AS215223 is a hobbyist, IPv6‑first network project exploring how personal Autonomous System Numbers can run real BGP on a budget. It documents practical experiments with routing policy, multihoming, tunneling, and peering—aimed at learning-by-doing and sharing insights with the community.

Background

Started on March 26, 2024, this project began as a curiosity: public IPv4 is expensive and scarce, while IPv6 is abundant and encouraged by local homelab communities. Discovering that individuals in the RIPE region can request their own ASN, I spun up AS215223 to experiment with IPv6 routing in a realistic but low-cost lab setting.

Challenges

  1. Running BGP as an individual with limited budget and hardware.
  2. Achieving meaningful multihoming and reachability using small providers.
  3. Managing routing policy, filtering, and security without enterprise tooling.
  4. Keeping everything firmly in “lab” mode while staying visible and reachable.

Solutions

Pragmatic Multihoming on a Budget

Announcing IPv6 prefixes through several friendly networks that support hobbyist BGP:

  • AS20473 — The Constant Company, LLC
  • AS209022 — Tschajera Limited
  • AS41051 — Freetransit Project (Openfactory GmbH)
  • AS34927 — iFog GmbH

IPv6-First, Learn-by-Doing

Primary focus is IPv6 routing: advertising and steering traffic, validating policies, and testing failover. All work remains a lab—safe to break, easy to rebuild.

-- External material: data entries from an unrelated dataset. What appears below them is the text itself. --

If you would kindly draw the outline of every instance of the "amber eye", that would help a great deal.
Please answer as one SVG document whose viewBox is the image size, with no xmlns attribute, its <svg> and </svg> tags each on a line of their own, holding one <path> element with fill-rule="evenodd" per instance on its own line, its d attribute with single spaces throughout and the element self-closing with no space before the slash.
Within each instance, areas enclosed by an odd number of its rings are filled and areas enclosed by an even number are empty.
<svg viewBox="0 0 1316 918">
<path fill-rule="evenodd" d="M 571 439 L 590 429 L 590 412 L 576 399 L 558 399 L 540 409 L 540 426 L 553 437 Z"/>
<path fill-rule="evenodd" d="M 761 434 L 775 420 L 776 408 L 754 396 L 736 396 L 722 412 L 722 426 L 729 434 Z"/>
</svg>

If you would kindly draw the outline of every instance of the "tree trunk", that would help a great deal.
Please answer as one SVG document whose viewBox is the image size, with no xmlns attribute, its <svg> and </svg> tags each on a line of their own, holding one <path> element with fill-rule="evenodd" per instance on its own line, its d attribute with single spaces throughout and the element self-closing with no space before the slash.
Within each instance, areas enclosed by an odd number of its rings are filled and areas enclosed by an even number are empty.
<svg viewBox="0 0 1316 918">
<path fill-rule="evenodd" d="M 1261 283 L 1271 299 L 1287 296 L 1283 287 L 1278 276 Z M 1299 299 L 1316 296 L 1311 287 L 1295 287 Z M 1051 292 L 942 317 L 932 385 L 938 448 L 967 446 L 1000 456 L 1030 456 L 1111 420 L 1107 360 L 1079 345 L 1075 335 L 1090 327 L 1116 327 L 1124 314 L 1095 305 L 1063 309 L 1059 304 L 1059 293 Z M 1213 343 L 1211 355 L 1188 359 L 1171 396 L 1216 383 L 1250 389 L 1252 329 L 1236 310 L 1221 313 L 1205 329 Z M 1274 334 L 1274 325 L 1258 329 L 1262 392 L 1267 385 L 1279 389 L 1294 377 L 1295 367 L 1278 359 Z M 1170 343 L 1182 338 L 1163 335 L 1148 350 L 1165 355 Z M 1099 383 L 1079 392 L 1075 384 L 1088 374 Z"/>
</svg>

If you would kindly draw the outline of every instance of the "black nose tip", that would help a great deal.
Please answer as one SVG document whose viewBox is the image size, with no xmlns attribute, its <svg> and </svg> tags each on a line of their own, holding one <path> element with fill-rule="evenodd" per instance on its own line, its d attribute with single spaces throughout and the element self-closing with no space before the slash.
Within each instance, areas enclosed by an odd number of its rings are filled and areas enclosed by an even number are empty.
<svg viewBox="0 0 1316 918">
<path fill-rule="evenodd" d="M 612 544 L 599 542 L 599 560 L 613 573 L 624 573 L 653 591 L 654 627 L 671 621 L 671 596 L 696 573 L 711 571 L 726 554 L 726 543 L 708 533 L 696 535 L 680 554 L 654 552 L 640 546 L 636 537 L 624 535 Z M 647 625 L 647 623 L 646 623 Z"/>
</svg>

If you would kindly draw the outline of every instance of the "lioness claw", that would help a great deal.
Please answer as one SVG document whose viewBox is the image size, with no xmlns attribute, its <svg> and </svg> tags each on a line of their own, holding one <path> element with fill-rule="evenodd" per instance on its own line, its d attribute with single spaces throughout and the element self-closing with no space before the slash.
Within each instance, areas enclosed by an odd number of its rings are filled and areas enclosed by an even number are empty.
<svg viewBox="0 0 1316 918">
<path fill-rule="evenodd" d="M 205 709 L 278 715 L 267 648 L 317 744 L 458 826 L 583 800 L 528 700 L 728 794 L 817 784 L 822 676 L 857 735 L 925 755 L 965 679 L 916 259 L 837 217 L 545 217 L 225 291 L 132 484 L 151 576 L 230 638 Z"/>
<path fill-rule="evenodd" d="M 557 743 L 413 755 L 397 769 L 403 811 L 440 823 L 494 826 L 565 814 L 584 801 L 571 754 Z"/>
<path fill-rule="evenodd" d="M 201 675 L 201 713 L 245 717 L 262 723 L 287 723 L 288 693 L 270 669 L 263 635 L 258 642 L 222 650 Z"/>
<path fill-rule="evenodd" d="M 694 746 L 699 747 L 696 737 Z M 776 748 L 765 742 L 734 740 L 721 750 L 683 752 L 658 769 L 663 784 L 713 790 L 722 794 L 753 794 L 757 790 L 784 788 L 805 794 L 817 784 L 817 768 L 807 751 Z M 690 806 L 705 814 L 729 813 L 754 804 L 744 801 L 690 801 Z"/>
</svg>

Routing Hygiene and Visibility

Leaning on community tools to validate and observe:

  • PeeringDB profile for discoverability
  • BGP.Tools and HE.net for route visibility and troubleshooting
  • Community discussions via IPv6 Indonesia and Telegram for peer feedback

Key Details

  • Status: Lab (and will remain a lab)
  • IPv6 prefixes in rotation: 2a0f:85c1:3a6::/48, 2a14:7581:4820::/44, 2a01:e281:a300::/40
  • Scope: BGP announcements, multihoming, routing policy experiments, basic tunneling
  • Infrastructure: Low-cost VPS/small providers capable of BGP sessions

Impact

  • Hands-on knowledge shared via posts and code snippets
  • Practical guidance for homelabbers considering personal ASNs
  • Active peering experiments to broaden IPv6 reachability

Conclusion

AS215223 is a learning playground that demonstrates how individuals can explore modern internet routing with IPv6 and an ASN—without enterprise budgets. By staying transparent and community-oriented, the project helps demystify BGP, multihoming, and routing hygiene for fellow learners.